Introduction
Implementatino of paper "Towards Interpreting Recurrent Neural Networks through Probabilistic Abstraction" in ASE 2020.
Project structure
This project is organized as the following modules:
target_models
Functions of this module are:
- Define the architecture of neural networks. In this project we use two common architectures: LSTM and GRU
- Train and save models. All the trained models are saved in the data folder. More details are introduce later.
data
This module consists of three folders:
- wordvec: a pretrained word2vec model is placed here.
- training_data: this folder contains four datasets and their corresponding data processing code. The four datasets are listed as follows:
- bp
- tomita
- imdb
- mr
- no_stopws: this folder stores all the essential data of this project. They are:
- trained_models: the trained models.
- ori_trace: the original execution trace of RNN(LSTM/GRU)

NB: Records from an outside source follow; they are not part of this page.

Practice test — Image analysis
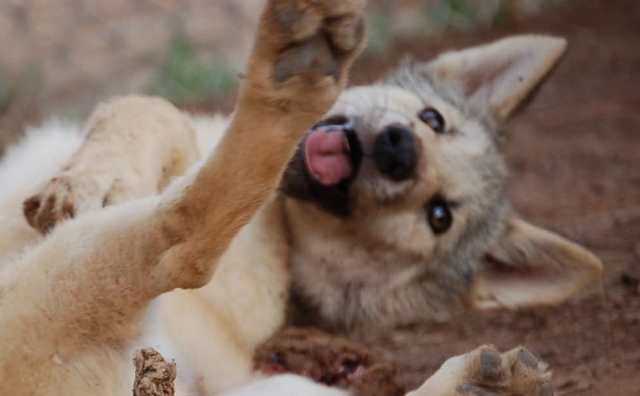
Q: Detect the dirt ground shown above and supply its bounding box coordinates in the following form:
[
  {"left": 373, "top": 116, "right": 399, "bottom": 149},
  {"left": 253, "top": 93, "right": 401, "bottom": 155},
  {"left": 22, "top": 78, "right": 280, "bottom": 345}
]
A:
[
  {"left": 350, "top": 0, "right": 640, "bottom": 396},
  {"left": 0, "top": 0, "right": 640, "bottom": 396}
]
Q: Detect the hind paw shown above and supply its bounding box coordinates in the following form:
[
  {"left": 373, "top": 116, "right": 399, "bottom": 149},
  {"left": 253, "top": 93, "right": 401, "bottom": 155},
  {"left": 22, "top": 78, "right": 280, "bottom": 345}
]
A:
[{"left": 410, "top": 346, "right": 553, "bottom": 396}]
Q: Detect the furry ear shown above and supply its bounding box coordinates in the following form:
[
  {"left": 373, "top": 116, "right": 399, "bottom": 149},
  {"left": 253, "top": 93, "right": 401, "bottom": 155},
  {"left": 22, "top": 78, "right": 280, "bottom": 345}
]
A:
[
  {"left": 426, "top": 35, "right": 567, "bottom": 124},
  {"left": 472, "top": 219, "right": 602, "bottom": 309}
]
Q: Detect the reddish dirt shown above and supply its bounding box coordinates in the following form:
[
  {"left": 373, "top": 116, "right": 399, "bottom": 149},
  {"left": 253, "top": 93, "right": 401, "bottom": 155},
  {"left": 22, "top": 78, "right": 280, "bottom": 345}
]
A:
[{"left": 350, "top": 0, "right": 640, "bottom": 396}]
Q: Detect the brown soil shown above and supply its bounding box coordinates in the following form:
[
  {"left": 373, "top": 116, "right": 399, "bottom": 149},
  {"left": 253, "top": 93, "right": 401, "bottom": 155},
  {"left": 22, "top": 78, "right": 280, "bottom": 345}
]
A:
[{"left": 358, "top": 0, "right": 640, "bottom": 396}]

- L1_trace: the result of leve1 abstraction
- L2_results: the extracted PFAs
- adv_text: adversarial texts generated by TEXTBUGGER over IMDB and MR datasets
ori_trace_extraction
The function of this module is to extract the execution trace of LSTM/GRU for each input sequence.
level1_abstract
The function of this module is to convert the origianl trace to the symbolic trace by k-menas clustering
level2_abstract
The function of this module is to extract a PFA using the symbolic traces derived from the target model
experimnets
We organize all the code answering the research questions related to PFA.
The effectiveness folder contains the code of RQ1 and RQ2
The appliaction folder contains the code of RQ3.
baseline
This module contains the implementation of two baselines:
utils
some helper functions are organized here.
How to use?
Prepare data
-
word2vec model:
- Download word2vec model GoogleNews-vectors-negative300.bin
- place the model in data/wordvec folder
-
unzip others compressed data into the data folder
-
Other third-part artefacts
- refer to experiments/application/adv_detect/textbugger/universal-sentence-encoder/REDME and run experiments/application/adv_detect/textbugger/universal-sentence-encoder/download.py to download the corrpesponding artefact for adversarial texts.
- Download model checker prism
-
configure the following path in utils/constant.py
-
PROJECT_ROOT, e.g.:
PROJECT_ROOT = "/home/username/project/learn_automata_rnn"
-
SENTENCE_ENCODER, e.g.,:
SENTENCE_ENCODER = "/home/username/project/artefacts/universal-sentence-encoder"
-
PRISM_SCRIPT, e.g.,:
PRISM_SCRIPT = "/home/username/artefacts/prism/v-4.5/bin/prism"
-
Run
Extract PFA from scratch
- Train target models. One can use the file target_models/model_training.py to train a model by herseself.
- Extract original trace. One can use the file ori_trace_extraction/do_ori_extract.py to extract the execution traces of the target model.
- Use the file level1_abstract/do_L1_abstract.py to convert original traces to symbolic traces.
- Use the file level2_abstract/do_L2_abstract.py to extract pfa according to the symbolic traces.
Test the effectiveness
Run the file experiments/effectiveness/pfa_predict.py to get the fidelity and accuracy of the learned pfa.
Application:Detection of Adversarial Text
- use experiments/application/adv_detect/craft_adversaries.py to craft adversarial texts
- run experiments/application/adv_detect/ts_detect.py to detect the adversarial texts.